Dark Matter Induced Neutron Production Search Limits Using a Pb-Target

Present WIMP Dark Matter (DM) search strategies are focused on possible direct detection through elastic or inelastic scatterings on atomic nuclei, or with electrons. This approach become insensitive to M(DM) < 10 GeV. Indirect DM detection refers to the search for DM-DM or DM-M annihilation, decay debris from DM particles, or other particle production, resulting in detectable species.

An indirect dark matter search was conduced using the 2002 NMDS-II cosmic ray muon-induced neutron data sets collected at the Center for Underground Physics in Pyhasalmi (CUPP). The data was collected at two depths, 583 m.w.e. collected for 6504 hours and for 1440 hours at 1166 m.w.e. The detector consists of a 30 cm cube Pb-target surrounded by 60 He-3 tubes. The He-3 detector system was found to have a neutron detection efficiency of 23.2 ± 1.2 when viewing Cf-252.
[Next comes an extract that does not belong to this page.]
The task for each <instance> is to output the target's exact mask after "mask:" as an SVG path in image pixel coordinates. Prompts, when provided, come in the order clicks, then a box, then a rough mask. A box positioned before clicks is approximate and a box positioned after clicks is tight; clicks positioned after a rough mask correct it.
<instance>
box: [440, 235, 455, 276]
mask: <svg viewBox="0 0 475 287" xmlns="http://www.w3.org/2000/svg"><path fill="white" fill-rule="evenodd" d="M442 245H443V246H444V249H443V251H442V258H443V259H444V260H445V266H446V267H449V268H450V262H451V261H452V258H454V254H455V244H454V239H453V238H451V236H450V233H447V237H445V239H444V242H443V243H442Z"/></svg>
Limits on the hadronic cross section for DM-Pb interactions to produce neutrons are placed using the 1166 m.w.e data set containing 6 events by comparing to the larger data set at 583 m.w.e. considered to be produced by cosmic ray induced-neutron production and comparing independently with Geant4 simulations of cosmic ray-induced neutron production at both depths. Both comparisons indicate that no excess DM events were observed in the data set at 1166 m.w.e..

Two DM-Pb interaction neutron production models were used to estimate the DM detection efficiency, a proton-Pb spallation model and a pion fireball model. Both models are found to yield similar acceptances, to witnin 20% for DM-Pb interactions. Assuming no observed events, the 90% confidence limit search limits are 1× 10^(-44) cm^2 for 10 GeV deposited energy, 2×10^(−45) cm^2 for 1 GeV deposited energy and 3×10^(−45) cm^2 for 500 MeV deposited energy and no acceptance at 100 MeV.